L’Accademia include tre dipartimenti, Arti Visive, Progettazione e Arti Applicate, Comunicazione e Didattica dell’Arte e 1500 studenti, quali le novità per rafforzare le collaborazioni con i Pesi del Mediterraneo in questo momento storico così cupo?
Ormai è da quasi 10 anni che l’Accademia di Belle Arti di Palermo persegue un forte posizionamento culturale tutto Mediterraneo. Già nel 2016 si è svolta a Palermo un’importante settimana di studi “Al di là del mare” con la presenza di tutti i paesi che si affacciano sulle sponde del Mediterraneo in una dimensione di confronto nord-sud delle pratiche artistiche e della formazione. Proprio l’anno scorso abbiamo realizzato “New media for heritage”, una summer school nata sotto l’egida dell’Indire e della Regione siciliana e dedicata alla salvaguardia e alla spettacolarizzazione del patrimonio artistico. Abbiamo avuto la fortuna di condividere il percorso con un gruppo di studenti provenienti dall’Algeria e un gruppo di studenti della Giordania. Con loro i colleghi docenti e questo ci ha permesso di portare avanti un discorso di confronto ma anche di sapiente condivisione. Negli anni abbiamo attivato protocolli di intesa con l’Università del Cairo, con il Marocco, la Tunisia. Proprio qualche settimana fa si è tenuta una giornata straordinaria, molto toccante Arte, artisti e istituzioni educative in tempo di guerra, incontri con artisti dal medioriente che ci hanno raccontato di Gaza. È stata una giornata dedicata al diritto all’arte e alla formazione all’arte nei paesi sconvolti dai conflitti bellici. L’arte può aiutare a ritrovare il senso della distensione e dell’amicizia fra i popoli. In questo ancora una volta fare arte è una forma di autentica militanza civile.
Come si colloca l’Accademia di Palermo in relazione al territorio e sul piano nazionale e internazionale ?
La nostra Accademia è una delle accademie storiche italiane, una delle più antiche. Quesa consegna ci pone un dovere fondamentale, quello di saper valutare con attenzione il passato, le nostre radici, la tradizione storica e artistica da cui proveniamo. Ma forti di questa lunga tradizione di ricerca, vogliamo guardare verso un orizzonte e una prospettiva di sviluppo nazionale e internazionale attento al contemporaneo e alle pratiche delle arti e delle professioni dell’arte del contemporaneo: e lo possiamo fare soltanto se abbiamo la chiara consapevolezza della centralità geografica, storica e culturale che l’Accademia di Belle Arti di Palermo ha sempre avuto e soprattutto deve avere in questo momento storico. Siamo al centro del Mediterraneo e questa centralità non può che essere il ponte fra le culture, il ponte fra la differenze che rappresentano la ricchezza delle culture.

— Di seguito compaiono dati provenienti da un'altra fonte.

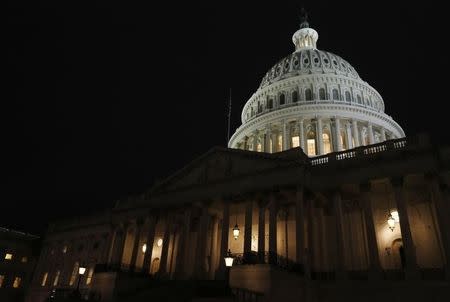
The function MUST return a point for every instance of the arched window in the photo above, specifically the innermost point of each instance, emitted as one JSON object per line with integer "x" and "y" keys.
{"x": 282, "y": 99}
{"x": 294, "y": 96}
{"x": 308, "y": 94}
{"x": 335, "y": 94}
{"x": 348, "y": 98}
{"x": 311, "y": 143}
{"x": 326, "y": 137}
{"x": 322, "y": 93}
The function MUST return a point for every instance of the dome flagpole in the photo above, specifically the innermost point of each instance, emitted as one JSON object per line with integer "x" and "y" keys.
{"x": 229, "y": 118}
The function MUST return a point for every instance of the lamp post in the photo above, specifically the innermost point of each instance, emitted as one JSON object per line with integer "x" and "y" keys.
{"x": 228, "y": 264}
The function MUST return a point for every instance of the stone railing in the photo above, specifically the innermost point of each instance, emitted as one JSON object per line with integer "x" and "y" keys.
{"x": 362, "y": 151}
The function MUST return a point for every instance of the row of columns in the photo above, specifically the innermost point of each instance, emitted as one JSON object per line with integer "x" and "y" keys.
{"x": 352, "y": 133}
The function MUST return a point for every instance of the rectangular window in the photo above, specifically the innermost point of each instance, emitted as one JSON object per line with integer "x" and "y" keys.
{"x": 17, "y": 281}
{"x": 44, "y": 279}
{"x": 311, "y": 146}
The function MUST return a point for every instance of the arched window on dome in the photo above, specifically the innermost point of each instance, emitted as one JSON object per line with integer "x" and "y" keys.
{"x": 335, "y": 94}
{"x": 311, "y": 143}
{"x": 308, "y": 95}
{"x": 348, "y": 97}
{"x": 326, "y": 137}
{"x": 294, "y": 96}
{"x": 282, "y": 99}
{"x": 322, "y": 95}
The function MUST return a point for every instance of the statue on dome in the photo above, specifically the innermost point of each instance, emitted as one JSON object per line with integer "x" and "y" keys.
{"x": 303, "y": 19}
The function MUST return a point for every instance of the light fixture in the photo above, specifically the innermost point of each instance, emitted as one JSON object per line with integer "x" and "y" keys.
{"x": 391, "y": 222}
{"x": 394, "y": 214}
{"x": 81, "y": 270}
{"x": 229, "y": 259}
{"x": 235, "y": 232}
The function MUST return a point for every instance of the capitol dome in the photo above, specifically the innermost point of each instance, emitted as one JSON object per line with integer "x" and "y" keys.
{"x": 315, "y": 100}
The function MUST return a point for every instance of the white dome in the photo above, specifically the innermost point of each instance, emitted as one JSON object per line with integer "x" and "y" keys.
{"x": 316, "y": 100}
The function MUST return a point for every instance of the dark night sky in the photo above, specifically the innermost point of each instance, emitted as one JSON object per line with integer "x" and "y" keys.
{"x": 102, "y": 100}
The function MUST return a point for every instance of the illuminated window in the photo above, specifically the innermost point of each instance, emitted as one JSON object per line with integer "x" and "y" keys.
{"x": 17, "y": 281}
{"x": 322, "y": 94}
{"x": 89, "y": 276}
{"x": 44, "y": 279}
{"x": 282, "y": 99}
{"x": 308, "y": 94}
{"x": 74, "y": 273}
{"x": 55, "y": 281}
{"x": 326, "y": 142}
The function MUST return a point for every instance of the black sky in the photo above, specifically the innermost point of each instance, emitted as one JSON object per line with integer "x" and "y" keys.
{"x": 102, "y": 100}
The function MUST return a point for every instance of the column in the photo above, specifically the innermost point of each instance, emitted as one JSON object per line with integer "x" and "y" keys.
{"x": 261, "y": 231}
{"x": 136, "y": 247}
{"x": 200, "y": 258}
{"x": 273, "y": 211}
{"x": 299, "y": 226}
{"x": 371, "y": 137}
{"x": 267, "y": 140}
{"x": 319, "y": 135}
{"x": 224, "y": 239}
{"x": 149, "y": 242}
{"x": 340, "y": 263}
{"x": 286, "y": 139}
{"x": 165, "y": 247}
{"x": 248, "y": 229}
{"x": 408, "y": 243}
{"x": 348, "y": 131}
{"x": 443, "y": 223}
{"x": 383, "y": 134}
{"x": 355, "y": 134}
{"x": 374, "y": 265}
{"x": 301, "y": 135}
{"x": 337, "y": 138}
{"x": 180, "y": 270}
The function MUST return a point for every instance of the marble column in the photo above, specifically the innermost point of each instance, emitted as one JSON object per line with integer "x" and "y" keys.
{"x": 383, "y": 134}
{"x": 299, "y": 226}
{"x": 261, "y": 231}
{"x": 348, "y": 132}
{"x": 273, "y": 211}
{"x": 248, "y": 229}
{"x": 412, "y": 270}
{"x": 356, "y": 134}
{"x": 165, "y": 246}
{"x": 224, "y": 237}
{"x": 301, "y": 135}
{"x": 149, "y": 242}
{"x": 341, "y": 257}
{"x": 337, "y": 124}
{"x": 371, "y": 137}
{"x": 136, "y": 247}
{"x": 371, "y": 235}
{"x": 181, "y": 269}
{"x": 286, "y": 135}
{"x": 443, "y": 221}
{"x": 319, "y": 136}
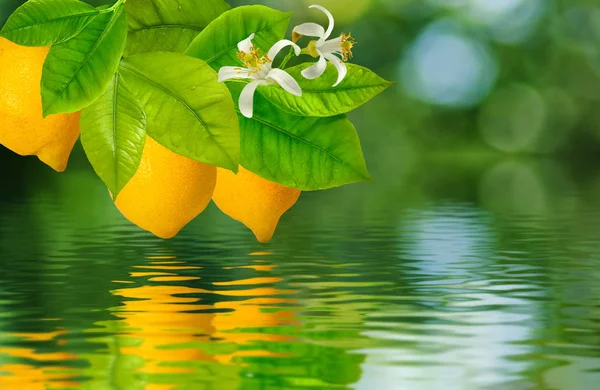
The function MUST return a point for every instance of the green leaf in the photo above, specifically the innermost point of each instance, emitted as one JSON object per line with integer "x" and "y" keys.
{"x": 307, "y": 153}
{"x": 217, "y": 44}
{"x": 320, "y": 98}
{"x": 168, "y": 25}
{"x": 78, "y": 71}
{"x": 113, "y": 134}
{"x": 47, "y": 22}
{"x": 188, "y": 111}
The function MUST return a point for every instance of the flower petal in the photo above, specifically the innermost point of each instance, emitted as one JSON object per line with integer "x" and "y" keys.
{"x": 286, "y": 81}
{"x": 310, "y": 30}
{"x": 329, "y": 16}
{"x": 280, "y": 46}
{"x": 233, "y": 72}
{"x": 340, "y": 66}
{"x": 332, "y": 46}
{"x": 246, "y": 45}
{"x": 247, "y": 98}
{"x": 316, "y": 70}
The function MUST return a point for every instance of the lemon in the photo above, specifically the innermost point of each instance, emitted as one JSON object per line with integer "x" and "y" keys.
{"x": 254, "y": 201}
{"x": 22, "y": 126}
{"x": 167, "y": 191}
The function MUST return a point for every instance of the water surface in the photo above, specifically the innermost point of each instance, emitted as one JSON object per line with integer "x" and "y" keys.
{"x": 483, "y": 276}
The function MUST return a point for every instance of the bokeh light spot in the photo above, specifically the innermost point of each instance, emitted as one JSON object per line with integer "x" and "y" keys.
{"x": 513, "y": 118}
{"x": 447, "y": 67}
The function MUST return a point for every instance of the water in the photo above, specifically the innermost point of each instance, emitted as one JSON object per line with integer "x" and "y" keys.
{"x": 452, "y": 276}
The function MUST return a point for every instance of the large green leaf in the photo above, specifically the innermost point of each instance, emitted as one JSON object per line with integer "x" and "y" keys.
{"x": 188, "y": 111}
{"x": 78, "y": 71}
{"x": 113, "y": 134}
{"x": 47, "y": 22}
{"x": 320, "y": 98}
{"x": 168, "y": 25}
{"x": 307, "y": 153}
{"x": 217, "y": 44}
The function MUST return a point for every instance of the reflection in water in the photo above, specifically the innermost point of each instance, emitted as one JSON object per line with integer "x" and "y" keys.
{"x": 497, "y": 291}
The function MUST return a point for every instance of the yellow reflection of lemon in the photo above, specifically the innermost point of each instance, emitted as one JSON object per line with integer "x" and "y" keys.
{"x": 31, "y": 376}
{"x": 22, "y": 126}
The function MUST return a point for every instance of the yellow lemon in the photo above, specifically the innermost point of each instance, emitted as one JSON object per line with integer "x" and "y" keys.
{"x": 254, "y": 201}
{"x": 23, "y": 129}
{"x": 167, "y": 191}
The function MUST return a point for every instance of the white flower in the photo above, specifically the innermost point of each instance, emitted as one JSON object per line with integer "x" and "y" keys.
{"x": 260, "y": 69}
{"x": 326, "y": 50}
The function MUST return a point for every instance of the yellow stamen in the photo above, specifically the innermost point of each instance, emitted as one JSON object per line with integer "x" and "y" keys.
{"x": 253, "y": 60}
{"x": 311, "y": 49}
{"x": 296, "y": 37}
{"x": 347, "y": 44}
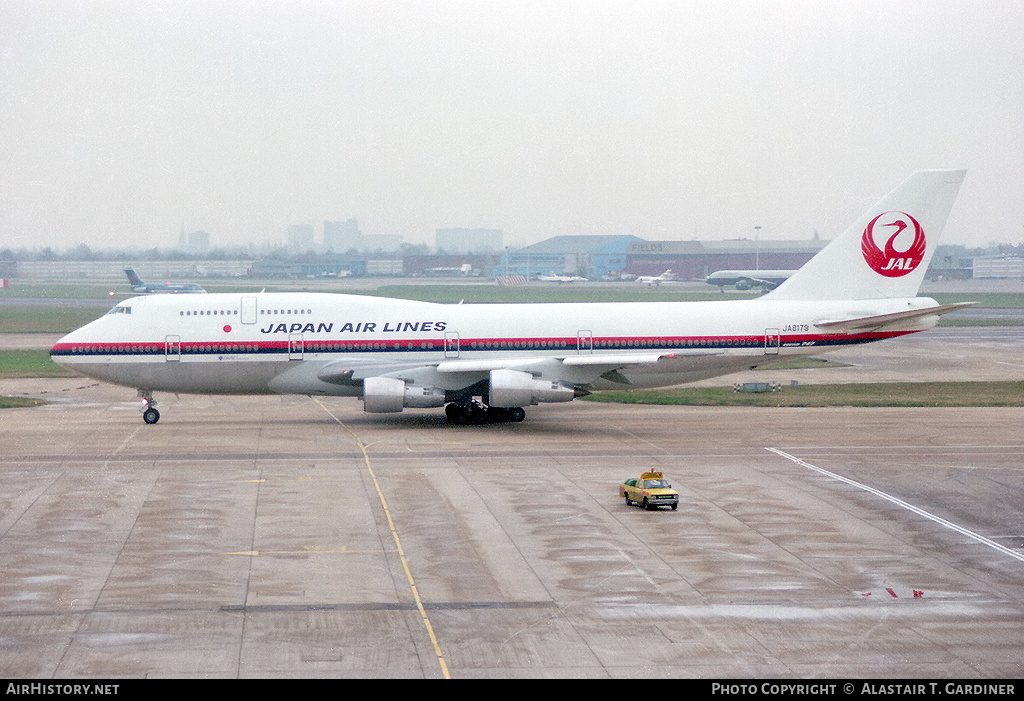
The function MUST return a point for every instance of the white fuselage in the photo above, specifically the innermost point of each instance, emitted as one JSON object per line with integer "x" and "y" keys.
{"x": 284, "y": 342}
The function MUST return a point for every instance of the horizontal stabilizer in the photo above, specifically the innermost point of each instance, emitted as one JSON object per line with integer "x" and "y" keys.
{"x": 878, "y": 320}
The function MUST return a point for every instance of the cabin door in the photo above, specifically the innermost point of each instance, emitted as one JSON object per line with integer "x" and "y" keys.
{"x": 172, "y": 348}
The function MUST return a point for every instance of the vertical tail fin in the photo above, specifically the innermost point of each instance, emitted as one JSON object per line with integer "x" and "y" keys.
{"x": 887, "y": 251}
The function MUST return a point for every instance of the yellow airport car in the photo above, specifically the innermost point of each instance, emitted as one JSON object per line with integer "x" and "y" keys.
{"x": 650, "y": 491}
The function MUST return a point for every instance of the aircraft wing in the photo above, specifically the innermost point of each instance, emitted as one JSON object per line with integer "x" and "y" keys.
{"x": 571, "y": 368}
{"x": 878, "y": 321}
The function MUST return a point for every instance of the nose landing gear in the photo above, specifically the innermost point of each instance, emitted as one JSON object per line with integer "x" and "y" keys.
{"x": 475, "y": 413}
{"x": 150, "y": 412}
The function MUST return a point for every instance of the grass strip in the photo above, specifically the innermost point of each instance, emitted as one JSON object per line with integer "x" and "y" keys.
{"x": 892, "y": 394}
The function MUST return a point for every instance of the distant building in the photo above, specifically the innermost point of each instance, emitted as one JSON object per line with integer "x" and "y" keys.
{"x": 586, "y": 256}
{"x": 198, "y": 242}
{"x": 696, "y": 260}
{"x": 340, "y": 236}
{"x": 301, "y": 237}
{"x": 459, "y": 241}
{"x": 1005, "y": 267}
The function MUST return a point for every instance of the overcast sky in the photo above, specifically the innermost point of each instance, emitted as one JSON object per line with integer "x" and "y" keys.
{"x": 120, "y": 122}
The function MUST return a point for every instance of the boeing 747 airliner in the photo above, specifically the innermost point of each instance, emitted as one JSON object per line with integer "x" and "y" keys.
{"x": 487, "y": 361}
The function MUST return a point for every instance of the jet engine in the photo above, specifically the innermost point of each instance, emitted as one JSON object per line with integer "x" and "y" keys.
{"x": 387, "y": 395}
{"x": 514, "y": 388}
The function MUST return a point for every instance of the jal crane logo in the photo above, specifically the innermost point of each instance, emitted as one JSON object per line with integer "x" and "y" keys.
{"x": 890, "y": 261}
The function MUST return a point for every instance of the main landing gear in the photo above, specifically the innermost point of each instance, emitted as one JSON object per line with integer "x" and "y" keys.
{"x": 150, "y": 412}
{"x": 475, "y": 413}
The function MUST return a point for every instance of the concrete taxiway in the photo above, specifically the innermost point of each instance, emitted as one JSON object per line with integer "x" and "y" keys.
{"x": 287, "y": 536}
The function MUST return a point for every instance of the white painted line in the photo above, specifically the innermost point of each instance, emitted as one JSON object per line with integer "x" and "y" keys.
{"x": 900, "y": 502}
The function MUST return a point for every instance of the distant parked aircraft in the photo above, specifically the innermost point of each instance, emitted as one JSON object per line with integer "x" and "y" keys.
{"x": 561, "y": 278}
{"x": 666, "y": 276}
{"x": 745, "y": 279}
{"x": 140, "y": 288}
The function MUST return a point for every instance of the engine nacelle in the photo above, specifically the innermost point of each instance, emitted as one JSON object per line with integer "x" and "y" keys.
{"x": 387, "y": 395}
{"x": 514, "y": 388}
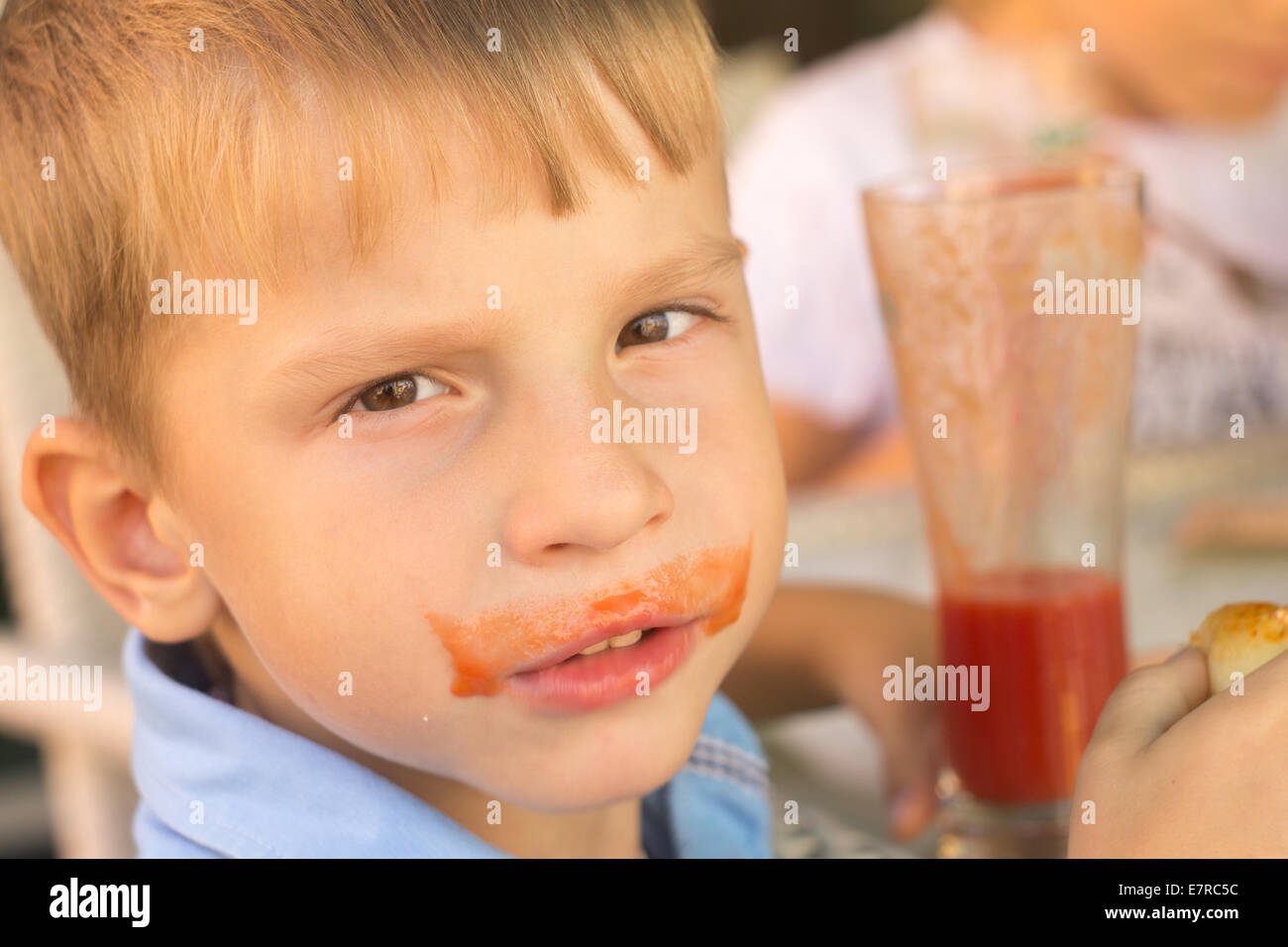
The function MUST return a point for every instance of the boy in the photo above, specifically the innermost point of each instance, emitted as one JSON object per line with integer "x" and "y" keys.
{"x": 346, "y": 292}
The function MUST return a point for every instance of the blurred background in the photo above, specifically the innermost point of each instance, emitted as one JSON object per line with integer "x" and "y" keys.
{"x": 1190, "y": 91}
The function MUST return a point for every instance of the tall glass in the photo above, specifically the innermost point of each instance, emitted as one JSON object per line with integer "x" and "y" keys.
{"x": 1010, "y": 300}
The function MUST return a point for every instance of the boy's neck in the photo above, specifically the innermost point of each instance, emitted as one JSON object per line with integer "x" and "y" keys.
{"x": 613, "y": 831}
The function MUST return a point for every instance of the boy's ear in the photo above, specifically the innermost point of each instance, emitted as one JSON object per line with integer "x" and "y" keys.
{"x": 71, "y": 480}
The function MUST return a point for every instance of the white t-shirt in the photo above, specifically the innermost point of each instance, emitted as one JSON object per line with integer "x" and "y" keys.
{"x": 1214, "y": 341}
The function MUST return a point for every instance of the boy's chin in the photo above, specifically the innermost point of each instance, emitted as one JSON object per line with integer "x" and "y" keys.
{"x": 629, "y": 762}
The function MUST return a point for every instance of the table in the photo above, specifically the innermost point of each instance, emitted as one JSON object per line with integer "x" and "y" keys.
{"x": 828, "y": 762}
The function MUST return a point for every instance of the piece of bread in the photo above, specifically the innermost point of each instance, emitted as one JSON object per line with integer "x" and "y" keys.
{"x": 1240, "y": 638}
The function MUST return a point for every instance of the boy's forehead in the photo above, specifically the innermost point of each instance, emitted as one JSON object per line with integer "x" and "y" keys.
{"x": 475, "y": 192}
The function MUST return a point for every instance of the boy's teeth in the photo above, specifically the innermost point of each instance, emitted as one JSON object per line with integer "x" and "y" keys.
{"x": 616, "y": 642}
{"x": 627, "y": 639}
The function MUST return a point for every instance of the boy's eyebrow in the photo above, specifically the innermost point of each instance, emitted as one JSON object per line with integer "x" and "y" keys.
{"x": 342, "y": 352}
{"x": 707, "y": 260}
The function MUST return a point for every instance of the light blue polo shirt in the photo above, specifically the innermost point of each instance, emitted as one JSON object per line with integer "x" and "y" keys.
{"x": 215, "y": 781}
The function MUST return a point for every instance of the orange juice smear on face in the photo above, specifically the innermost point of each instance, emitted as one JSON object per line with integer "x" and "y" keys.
{"x": 708, "y": 585}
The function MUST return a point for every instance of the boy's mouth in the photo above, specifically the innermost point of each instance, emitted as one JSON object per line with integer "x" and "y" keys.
{"x": 593, "y": 646}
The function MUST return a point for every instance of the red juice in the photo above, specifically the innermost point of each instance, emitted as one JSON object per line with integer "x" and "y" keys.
{"x": 1052, "y": 641}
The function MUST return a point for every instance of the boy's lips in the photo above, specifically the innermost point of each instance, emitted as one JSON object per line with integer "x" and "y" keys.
{"x": 700, "y": 590}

Quali sono le principali problematiche dell’Accademia che oltre alla necessità di nuovi spazi, dovrebbe puntare sull’eccellenza didattica-formativa, sulla programmazione sistematica di iniziative culturali in dialogo con il territorio e l’ottimizzazione tecnologica dei servizi inclusi in tutti i dipartimenti?
Credo che siano tre le esigenze strutturali che abbiamo dinanzi: da un lato il raggiungimento di una collocazione nuova e più adeguata dei laboratori in spazi nuovi. Per gli edifici storici abbiamo avviato le procedure per la loro riqualificazione architettonica, consolidando inoltre il rapporto con il Comune di Palermo per gli spazi ai cantieri culturali zisa che potranno continuare a essere utilizzati all’Accademia per altri 15 anni (d’altronde sono già divenuti i luoghi per eccellenza dei nostri laboratori) nel mentre speriamo di poter completare l’acquisizione di questo spazio importante. La seconda questione fondamentale è rendere l’istituzione un’istituzione pienamente contemporanea nell’offerta didattica, sdoganando la collaborazione con i colleghi dell’università (in questi giorni stiamo contribuendo a realizzare una rete di estetica sul territorio regionale) e provando a offrire un sistema di servizi moderno, segreteria, atelier autogestiti, digitalizzazione, spazi comuni attrezzati. Infine la presenza sul territorio come forma di servizio alla comunità: un esempio? Abbiamo appena concluso un accordo con il comune di Palermo: la nostra prestigiosa scuola di restauro, che realizza un corso quinquennale abilitante alla professione, si occuperà del restauro e della manutenzione delle opere della Galleria d’arte moderna. Altro esempio? Il corso di design grafico si occuperà della linea di promozione delle eccellenze nella filiera delle attività produttive per la Regione siciliana. Infine abbiamo realizzato la progettazione del Carro di Santa Rosalia per il Festino, la più importante festa palermitana, e l’abbiamo fatto collaborando con le grandi istituzioni pubbliche e private ma anche, e voglio ricordarlo, con la missione Speranza e Carità. Proprio là, fra gli ultimi, abbiamo portato i giovani e l’arte. Anche questa è formazione, e impegno civile.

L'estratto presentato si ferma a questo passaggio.